At low and mid-frequencies, transistor behavior is primarily characterized by resistive and transconductance elements in their small-signal models. However, as the operating frequency of the signal increases, the inherent parasitic capacitances within the physical structure of these transistors can no longer be ignored. These internal capacitances provide low-impedance paths for the signal at high frequencies, effectively diverting current away from the amplifying terminals and leading to a significant reduction in amplifier gain. Understanding these capacitive effects is paramount for accurately predicting and designing high-frequency amplifier circuits.

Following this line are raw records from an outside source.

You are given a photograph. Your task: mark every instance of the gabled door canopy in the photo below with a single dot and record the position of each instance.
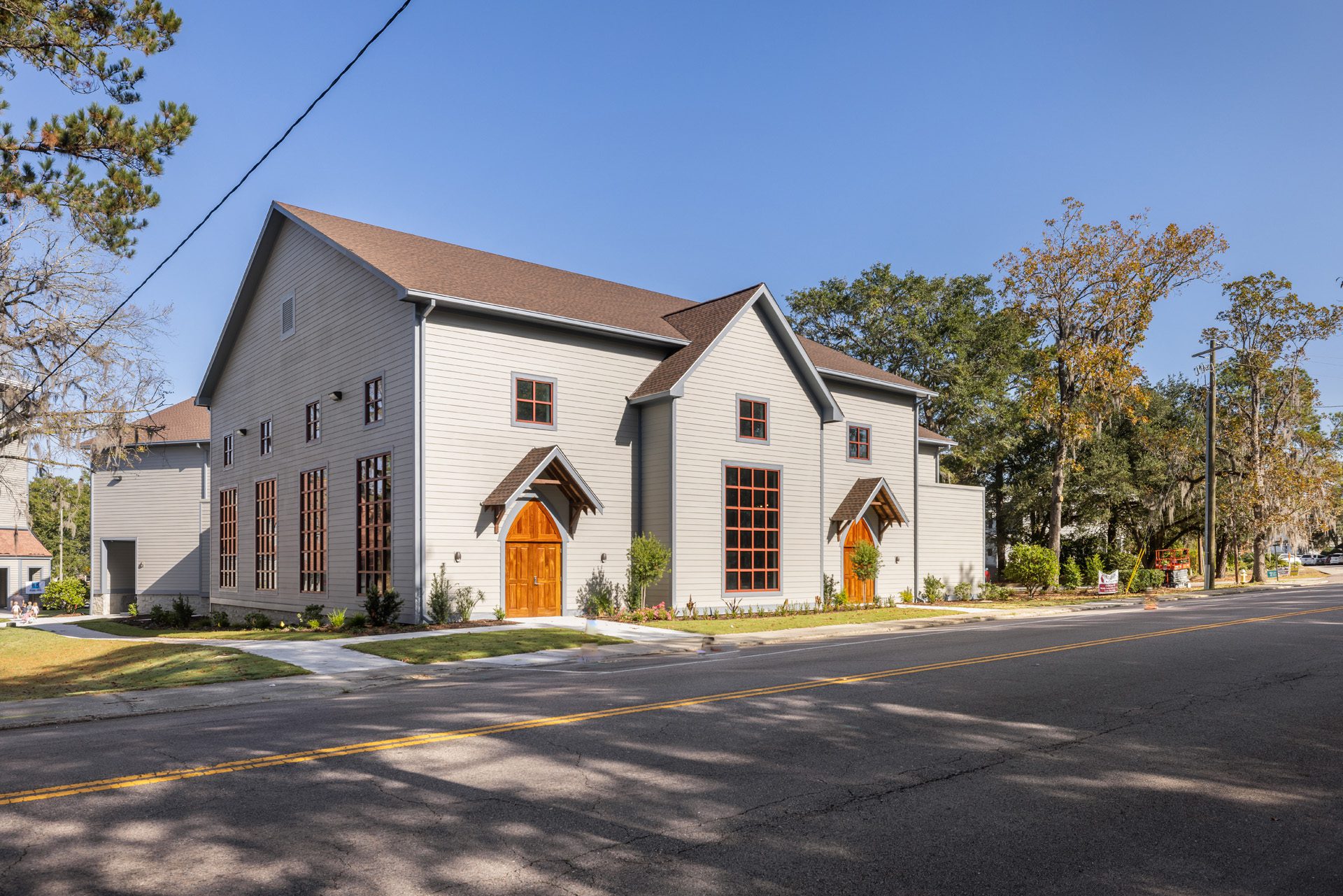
(544, 467)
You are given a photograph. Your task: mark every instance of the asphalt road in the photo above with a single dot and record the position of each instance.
(972, 760)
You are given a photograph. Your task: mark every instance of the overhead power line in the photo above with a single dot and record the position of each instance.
(208, 215)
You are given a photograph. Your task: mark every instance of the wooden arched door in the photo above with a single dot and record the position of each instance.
(532, 563)
(857, 590)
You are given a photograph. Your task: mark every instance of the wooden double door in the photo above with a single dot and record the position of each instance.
(856, 589)
(532, 563)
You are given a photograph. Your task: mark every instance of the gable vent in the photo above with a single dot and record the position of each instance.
(286, 318)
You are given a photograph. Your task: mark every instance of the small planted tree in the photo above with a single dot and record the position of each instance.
(1033, 566)
(1070, 575)
(649, 562)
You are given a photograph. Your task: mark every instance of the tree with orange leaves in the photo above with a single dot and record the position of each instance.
(1088, 290)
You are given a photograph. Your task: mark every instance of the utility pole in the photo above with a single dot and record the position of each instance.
(1210, 480)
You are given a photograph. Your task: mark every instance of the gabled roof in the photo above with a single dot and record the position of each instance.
(543, 462)
(706, 322)
(22, 543)
(422, 269)
(871, 493)
(928, 437)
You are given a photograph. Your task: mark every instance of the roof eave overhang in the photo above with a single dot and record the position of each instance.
(883, 385)
(540, 318)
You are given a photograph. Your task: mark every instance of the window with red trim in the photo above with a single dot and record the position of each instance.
(534, 402)
(753, 420)
(374, 401)
(374, 550)
(860, 443)
(312, 531)
(229, 539)
(751, 528)
(267, 535)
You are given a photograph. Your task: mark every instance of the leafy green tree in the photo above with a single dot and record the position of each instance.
(46, 162)
(1088, 292)
(1033, 566)
(649, 562)
(46, 497)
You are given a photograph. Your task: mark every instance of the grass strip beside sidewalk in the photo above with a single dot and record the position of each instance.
(452, 648)
(39, 664)
(746, 625)
(112, 626)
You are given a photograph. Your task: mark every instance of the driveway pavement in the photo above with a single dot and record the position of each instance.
(1193, 750)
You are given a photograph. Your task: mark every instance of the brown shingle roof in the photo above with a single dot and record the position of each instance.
(180, 422)
(20, 543)
(445, 269)
(422, 265)
(700, 324)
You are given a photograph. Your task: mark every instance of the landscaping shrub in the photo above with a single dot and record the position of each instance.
(66, 595)
(597, 595)
(649, 562)
(994, 591)
(1070, 575)
(867, 560)
(257, 621)
(182, 611)
(382, 606)
(1091, 571)
(1033, 566)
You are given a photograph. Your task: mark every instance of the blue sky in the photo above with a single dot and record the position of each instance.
(697, 148)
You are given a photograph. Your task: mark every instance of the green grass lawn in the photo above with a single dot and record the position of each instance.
(112, 626)
(776, 624)
(450, 648)
(39, 664)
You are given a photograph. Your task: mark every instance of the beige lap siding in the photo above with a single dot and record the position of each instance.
(951, 538)
(890, 417)
(471, 442)
(748, 360)
(350, 327)
(160, 499)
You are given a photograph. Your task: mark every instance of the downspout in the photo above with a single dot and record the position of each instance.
(420, 456)
(918, 405)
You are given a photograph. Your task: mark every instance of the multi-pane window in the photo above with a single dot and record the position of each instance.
(374, 401)
(534, 402)
(374, 548)
(860, 443)
(313, 422)
(229, 539)
(751, 420)
(751, 520)
(312, 531)
(267, 535)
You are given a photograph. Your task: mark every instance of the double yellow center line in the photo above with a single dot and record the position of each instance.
(505, 727)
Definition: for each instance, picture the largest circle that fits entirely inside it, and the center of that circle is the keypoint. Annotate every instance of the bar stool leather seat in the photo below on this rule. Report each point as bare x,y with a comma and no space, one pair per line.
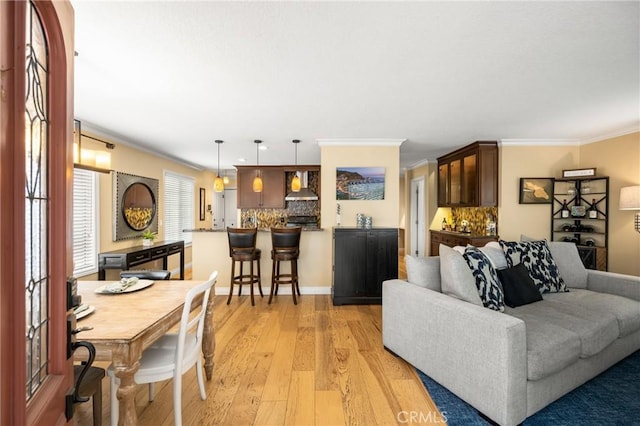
242,248
285,247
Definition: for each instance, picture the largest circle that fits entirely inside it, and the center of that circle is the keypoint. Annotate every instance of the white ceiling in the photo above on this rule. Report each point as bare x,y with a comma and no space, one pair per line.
172,77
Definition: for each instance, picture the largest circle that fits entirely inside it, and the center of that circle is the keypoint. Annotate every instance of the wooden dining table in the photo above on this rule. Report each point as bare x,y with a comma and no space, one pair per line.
125,324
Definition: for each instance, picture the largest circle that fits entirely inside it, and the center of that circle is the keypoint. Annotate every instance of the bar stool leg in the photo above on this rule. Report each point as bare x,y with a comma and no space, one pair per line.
294,278
273,279
251,281
233,274
259,278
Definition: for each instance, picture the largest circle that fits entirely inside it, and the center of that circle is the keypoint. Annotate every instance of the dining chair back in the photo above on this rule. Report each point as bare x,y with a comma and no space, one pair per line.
173,354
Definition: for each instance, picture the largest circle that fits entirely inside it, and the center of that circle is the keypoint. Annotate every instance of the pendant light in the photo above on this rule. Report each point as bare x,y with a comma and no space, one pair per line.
295,182
218,183
257,181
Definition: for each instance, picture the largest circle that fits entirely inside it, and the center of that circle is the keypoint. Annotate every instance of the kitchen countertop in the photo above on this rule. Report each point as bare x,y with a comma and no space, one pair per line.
463,234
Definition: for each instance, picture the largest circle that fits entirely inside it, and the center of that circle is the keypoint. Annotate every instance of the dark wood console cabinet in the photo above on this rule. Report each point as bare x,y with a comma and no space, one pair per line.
362,260
133,256
468,177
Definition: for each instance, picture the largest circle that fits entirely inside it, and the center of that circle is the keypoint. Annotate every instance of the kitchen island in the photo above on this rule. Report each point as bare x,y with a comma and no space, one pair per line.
210,252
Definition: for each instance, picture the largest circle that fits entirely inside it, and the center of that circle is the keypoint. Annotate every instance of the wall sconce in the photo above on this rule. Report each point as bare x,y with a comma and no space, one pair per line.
257,181
630,200
90,159
295,182
218,183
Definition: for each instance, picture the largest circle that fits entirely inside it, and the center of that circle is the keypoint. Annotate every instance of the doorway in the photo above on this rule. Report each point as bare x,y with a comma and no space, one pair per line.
416,217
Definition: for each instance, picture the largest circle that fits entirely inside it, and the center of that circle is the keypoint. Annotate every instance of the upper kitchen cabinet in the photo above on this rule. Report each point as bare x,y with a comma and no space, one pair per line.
468,177
273,187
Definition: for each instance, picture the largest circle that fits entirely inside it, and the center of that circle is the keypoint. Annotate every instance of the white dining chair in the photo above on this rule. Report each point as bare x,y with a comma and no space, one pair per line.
159,361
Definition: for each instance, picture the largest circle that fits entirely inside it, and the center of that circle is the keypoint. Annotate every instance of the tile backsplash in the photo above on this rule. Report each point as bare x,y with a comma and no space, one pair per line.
476,216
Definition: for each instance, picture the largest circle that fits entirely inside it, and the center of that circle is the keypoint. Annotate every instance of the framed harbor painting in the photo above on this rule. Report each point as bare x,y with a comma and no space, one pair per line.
360,183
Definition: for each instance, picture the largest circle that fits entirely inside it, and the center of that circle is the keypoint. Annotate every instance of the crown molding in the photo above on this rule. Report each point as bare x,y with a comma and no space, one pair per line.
360,142
539,142
117,139
633,129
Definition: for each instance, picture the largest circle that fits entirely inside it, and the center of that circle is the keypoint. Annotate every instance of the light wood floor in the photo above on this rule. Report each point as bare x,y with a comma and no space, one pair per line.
310,364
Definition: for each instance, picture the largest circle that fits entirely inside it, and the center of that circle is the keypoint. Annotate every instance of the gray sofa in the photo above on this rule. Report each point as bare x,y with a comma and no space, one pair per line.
508,365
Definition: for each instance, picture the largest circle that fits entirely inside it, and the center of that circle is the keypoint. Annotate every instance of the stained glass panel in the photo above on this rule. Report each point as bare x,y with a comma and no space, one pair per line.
36,203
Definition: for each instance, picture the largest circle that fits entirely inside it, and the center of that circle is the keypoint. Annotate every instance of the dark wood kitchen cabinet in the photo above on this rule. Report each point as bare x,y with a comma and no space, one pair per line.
362,260
273,187
468,177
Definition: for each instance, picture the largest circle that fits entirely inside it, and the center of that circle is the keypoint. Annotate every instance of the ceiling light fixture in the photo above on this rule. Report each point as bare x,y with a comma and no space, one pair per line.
218,183
257,181
295,182
96,160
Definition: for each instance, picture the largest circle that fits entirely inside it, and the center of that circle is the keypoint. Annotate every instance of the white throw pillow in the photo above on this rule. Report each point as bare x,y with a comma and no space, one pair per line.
456,277
424,271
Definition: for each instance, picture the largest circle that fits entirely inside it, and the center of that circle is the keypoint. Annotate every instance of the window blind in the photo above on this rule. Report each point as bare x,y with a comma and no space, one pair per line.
178,206
85,220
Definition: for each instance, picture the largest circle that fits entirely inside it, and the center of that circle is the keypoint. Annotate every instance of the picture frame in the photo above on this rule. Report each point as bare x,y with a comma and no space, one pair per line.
586,172
536,190
203,203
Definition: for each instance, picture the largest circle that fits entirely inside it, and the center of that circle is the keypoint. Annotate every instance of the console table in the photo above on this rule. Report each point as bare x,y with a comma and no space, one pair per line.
126,258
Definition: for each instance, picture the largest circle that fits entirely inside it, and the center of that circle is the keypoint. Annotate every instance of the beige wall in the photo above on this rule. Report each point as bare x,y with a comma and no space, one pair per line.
533,220
618,158
384,212
130,160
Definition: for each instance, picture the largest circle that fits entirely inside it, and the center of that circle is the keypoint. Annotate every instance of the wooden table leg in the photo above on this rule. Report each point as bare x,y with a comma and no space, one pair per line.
208,337
125,364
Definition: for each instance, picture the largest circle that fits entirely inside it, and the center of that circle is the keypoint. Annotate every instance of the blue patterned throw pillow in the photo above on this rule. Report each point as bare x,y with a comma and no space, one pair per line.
536,257
486,278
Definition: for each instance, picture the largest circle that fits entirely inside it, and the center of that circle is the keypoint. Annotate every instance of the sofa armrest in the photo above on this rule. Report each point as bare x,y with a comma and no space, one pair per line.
613,283
478,354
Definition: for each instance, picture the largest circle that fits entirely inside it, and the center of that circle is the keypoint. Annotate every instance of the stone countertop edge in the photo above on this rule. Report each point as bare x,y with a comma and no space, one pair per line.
464,234
259,230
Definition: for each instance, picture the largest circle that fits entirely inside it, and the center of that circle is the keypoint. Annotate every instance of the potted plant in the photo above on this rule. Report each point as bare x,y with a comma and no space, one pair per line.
148,236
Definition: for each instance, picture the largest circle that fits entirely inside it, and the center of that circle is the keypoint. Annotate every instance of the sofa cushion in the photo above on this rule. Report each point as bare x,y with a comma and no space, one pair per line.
423,271
626,311
596,329
570,267
456,278
538,260
486,279
495,254
550,348
518,286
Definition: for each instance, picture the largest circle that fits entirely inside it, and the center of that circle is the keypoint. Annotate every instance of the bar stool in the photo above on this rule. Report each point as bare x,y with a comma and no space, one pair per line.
285,247
242,248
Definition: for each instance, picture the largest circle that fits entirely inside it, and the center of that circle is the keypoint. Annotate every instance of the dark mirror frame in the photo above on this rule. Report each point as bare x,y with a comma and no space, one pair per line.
122,229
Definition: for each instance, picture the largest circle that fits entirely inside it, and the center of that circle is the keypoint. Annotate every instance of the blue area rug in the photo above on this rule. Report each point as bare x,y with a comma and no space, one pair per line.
612,398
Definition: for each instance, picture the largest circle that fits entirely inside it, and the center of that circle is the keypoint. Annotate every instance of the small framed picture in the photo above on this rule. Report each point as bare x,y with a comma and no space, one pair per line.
536,190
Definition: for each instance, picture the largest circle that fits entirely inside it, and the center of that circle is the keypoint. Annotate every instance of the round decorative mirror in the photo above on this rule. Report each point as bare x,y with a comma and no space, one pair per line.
138,206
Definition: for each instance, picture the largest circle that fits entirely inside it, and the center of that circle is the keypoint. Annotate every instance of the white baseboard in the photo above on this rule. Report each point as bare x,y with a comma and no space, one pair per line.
224,291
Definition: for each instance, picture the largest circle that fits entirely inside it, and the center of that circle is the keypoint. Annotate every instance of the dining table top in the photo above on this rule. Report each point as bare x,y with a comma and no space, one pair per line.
126,316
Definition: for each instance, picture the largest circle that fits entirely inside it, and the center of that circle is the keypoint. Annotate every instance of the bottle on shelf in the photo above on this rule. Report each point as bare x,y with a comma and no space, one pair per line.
564,211
593,211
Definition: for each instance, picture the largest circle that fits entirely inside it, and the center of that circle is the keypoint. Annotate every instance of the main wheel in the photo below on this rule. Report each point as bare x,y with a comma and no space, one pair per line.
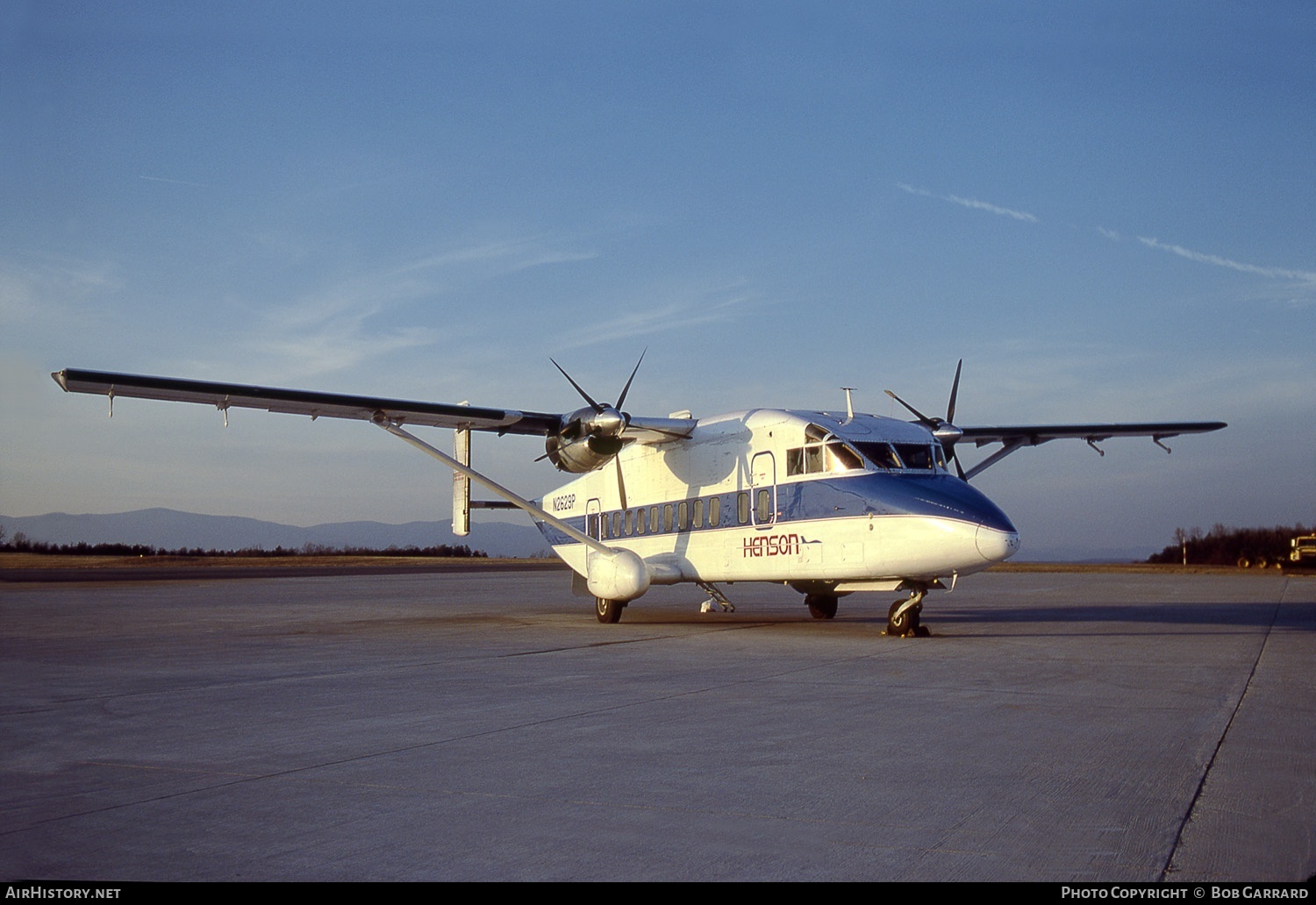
903,624
821,607
608,610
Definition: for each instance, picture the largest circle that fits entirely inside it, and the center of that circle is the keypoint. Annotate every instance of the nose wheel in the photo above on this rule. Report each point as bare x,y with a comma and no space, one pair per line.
608,610
903,617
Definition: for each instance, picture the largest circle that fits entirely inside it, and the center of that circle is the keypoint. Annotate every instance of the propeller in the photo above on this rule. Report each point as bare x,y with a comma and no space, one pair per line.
942,429
591,436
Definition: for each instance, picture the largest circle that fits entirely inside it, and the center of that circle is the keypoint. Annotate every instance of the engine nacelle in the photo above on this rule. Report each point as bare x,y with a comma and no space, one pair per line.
587,439
581,455
620,575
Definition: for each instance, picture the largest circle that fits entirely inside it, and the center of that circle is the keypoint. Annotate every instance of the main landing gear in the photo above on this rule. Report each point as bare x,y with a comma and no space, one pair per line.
903,616
608,610
821,607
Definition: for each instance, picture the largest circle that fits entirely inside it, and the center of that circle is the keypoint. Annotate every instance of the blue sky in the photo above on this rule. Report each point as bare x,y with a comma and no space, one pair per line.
1108,210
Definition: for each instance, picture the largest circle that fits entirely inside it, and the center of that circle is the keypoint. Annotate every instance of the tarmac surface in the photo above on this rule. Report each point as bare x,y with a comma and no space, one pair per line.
484,726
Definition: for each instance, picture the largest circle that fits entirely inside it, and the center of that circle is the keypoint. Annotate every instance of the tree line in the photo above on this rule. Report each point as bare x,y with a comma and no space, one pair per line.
20,542
1229,546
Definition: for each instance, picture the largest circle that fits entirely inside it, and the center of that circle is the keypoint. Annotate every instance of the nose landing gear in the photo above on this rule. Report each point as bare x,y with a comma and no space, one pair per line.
903,616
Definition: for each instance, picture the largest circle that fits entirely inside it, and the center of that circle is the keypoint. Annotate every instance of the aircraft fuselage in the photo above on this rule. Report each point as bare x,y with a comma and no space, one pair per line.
823,502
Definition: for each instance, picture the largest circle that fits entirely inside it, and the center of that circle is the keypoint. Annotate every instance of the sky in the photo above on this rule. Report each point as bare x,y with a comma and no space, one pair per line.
1105,210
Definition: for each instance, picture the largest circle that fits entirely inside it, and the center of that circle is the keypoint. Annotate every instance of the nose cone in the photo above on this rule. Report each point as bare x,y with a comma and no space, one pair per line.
995,545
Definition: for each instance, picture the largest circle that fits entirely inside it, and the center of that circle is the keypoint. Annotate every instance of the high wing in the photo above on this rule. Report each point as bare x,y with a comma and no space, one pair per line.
297,402
1018,436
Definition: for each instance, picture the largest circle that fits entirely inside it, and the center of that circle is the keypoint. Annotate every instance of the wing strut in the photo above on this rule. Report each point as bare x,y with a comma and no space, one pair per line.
519,502
1010,446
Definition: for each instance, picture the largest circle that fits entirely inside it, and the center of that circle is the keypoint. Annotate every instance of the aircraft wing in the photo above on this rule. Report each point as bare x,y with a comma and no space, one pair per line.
1013,437
1034,434
297,402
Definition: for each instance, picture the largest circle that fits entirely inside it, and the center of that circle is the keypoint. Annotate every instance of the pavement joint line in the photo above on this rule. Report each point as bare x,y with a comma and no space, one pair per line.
1202,783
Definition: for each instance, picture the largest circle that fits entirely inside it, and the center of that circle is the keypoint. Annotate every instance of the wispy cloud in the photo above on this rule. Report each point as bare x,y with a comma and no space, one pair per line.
1270,273
652,318
520,254
970,203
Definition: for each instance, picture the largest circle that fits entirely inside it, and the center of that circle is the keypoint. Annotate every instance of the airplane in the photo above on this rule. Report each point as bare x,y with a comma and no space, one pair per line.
828,502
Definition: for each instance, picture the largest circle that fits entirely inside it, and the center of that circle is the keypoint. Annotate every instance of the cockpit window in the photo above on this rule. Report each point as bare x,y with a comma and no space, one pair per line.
821,452
915,457
879,454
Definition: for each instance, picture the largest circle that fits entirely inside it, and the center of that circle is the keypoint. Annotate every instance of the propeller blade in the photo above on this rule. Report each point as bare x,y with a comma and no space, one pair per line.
919,415
621,483
583,394
955,392
621,400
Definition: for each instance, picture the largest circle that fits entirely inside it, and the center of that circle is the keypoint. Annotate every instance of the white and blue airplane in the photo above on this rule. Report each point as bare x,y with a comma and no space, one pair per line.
828,502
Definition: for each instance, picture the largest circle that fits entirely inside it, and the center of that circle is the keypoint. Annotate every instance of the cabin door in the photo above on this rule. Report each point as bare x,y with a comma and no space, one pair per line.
762,475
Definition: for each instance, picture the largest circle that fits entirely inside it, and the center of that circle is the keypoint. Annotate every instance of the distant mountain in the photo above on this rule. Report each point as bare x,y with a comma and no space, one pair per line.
171,529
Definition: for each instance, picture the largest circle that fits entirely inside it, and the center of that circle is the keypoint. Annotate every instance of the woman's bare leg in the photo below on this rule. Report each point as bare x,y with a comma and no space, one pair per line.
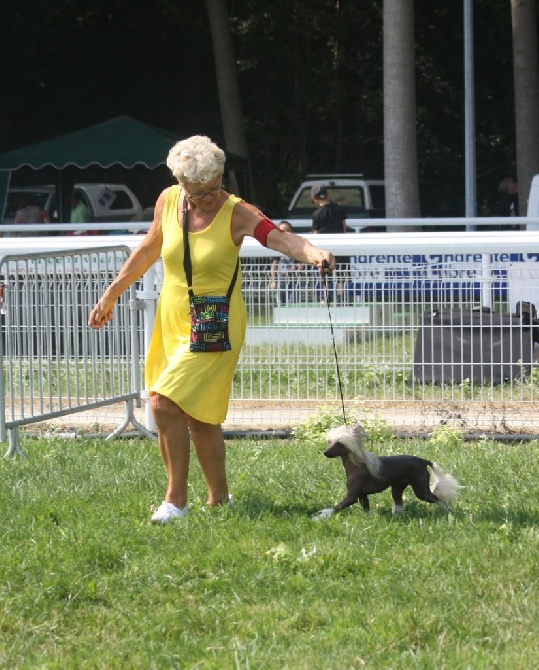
211,453
173,435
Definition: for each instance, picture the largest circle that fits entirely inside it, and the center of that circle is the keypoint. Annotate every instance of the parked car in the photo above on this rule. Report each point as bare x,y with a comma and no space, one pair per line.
360,198
105,202
363,199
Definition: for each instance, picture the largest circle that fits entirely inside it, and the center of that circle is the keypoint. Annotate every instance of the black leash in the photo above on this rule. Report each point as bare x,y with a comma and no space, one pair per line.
324,274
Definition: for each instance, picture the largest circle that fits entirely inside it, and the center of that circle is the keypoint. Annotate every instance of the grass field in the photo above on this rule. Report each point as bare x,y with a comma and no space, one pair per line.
86,581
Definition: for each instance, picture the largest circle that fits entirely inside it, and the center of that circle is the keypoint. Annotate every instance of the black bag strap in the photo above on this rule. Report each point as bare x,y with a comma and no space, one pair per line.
188,268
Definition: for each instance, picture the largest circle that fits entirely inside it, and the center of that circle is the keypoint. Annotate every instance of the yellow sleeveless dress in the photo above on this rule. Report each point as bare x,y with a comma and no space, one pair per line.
199,383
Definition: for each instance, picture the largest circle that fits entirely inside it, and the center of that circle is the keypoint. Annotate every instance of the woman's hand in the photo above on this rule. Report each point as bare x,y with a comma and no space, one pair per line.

BJTs, due to their P-N junction construction, possess several internal capacitances that profoundly impact their high-frequency performance. These capacitances can be broadly categorized as junction capacitances and diffusion capacitance.

● Junction Capacitances (Depletion Region Capacitances): These arise from the charge storage effects in the reverse-biased depletion regions of the P-N junctions.
As the voltage across a reverse-biased junction changes, the width of the depletion region changes, leading to a capacitance effect.
○ Collector-Base Junction Capacitance (Cµ or Ccb): This capacitance exists across the reverse-biased collector-base junction. In the hybrid-pi model, it is denoted as Cµ. This capacitance is particularly critical because it connects the input (base) to the output (collector) of the transistor. Due to the Miller Effect (discussed below), Cµ can be effectively multiplied at the input of common-emitter amplifiers, drastically increasing the input impedance seen by the signal source and significantly limiting the amplifier's upper frequency response. This is often the dominant factor in determining the high-frequency cutoff for common-emitter configurations.

○ Emitter-Base Junction Capacitance (Cje): This capacitance exists across the forward-biased emitter-base junction. While it has a depletion component, its dominant part in forward bias is the diffusion capacitance.

● Diffusion Capacitance (Cd or Cπ): This capacitance is associated with the storage of minority charge carriers (electrons injected into the p-type base from the emitter, and holes injected into the n-type emitter from the base) in the neutral regions of a forward-biased P-N junction. When the emitter-base junction is forward-biased and conducting, a significant amount of charge is injected and stored in the base region. If the input signal frequency changes rapidly, this stored charge needs to be quickly added or removed, which takes time and presents a capacitive impedance. The Cπ parameter in the hybrid-pi model primarily represents this diffusion capacitance along with the smaller depletion capacitance of the emitter-base junction.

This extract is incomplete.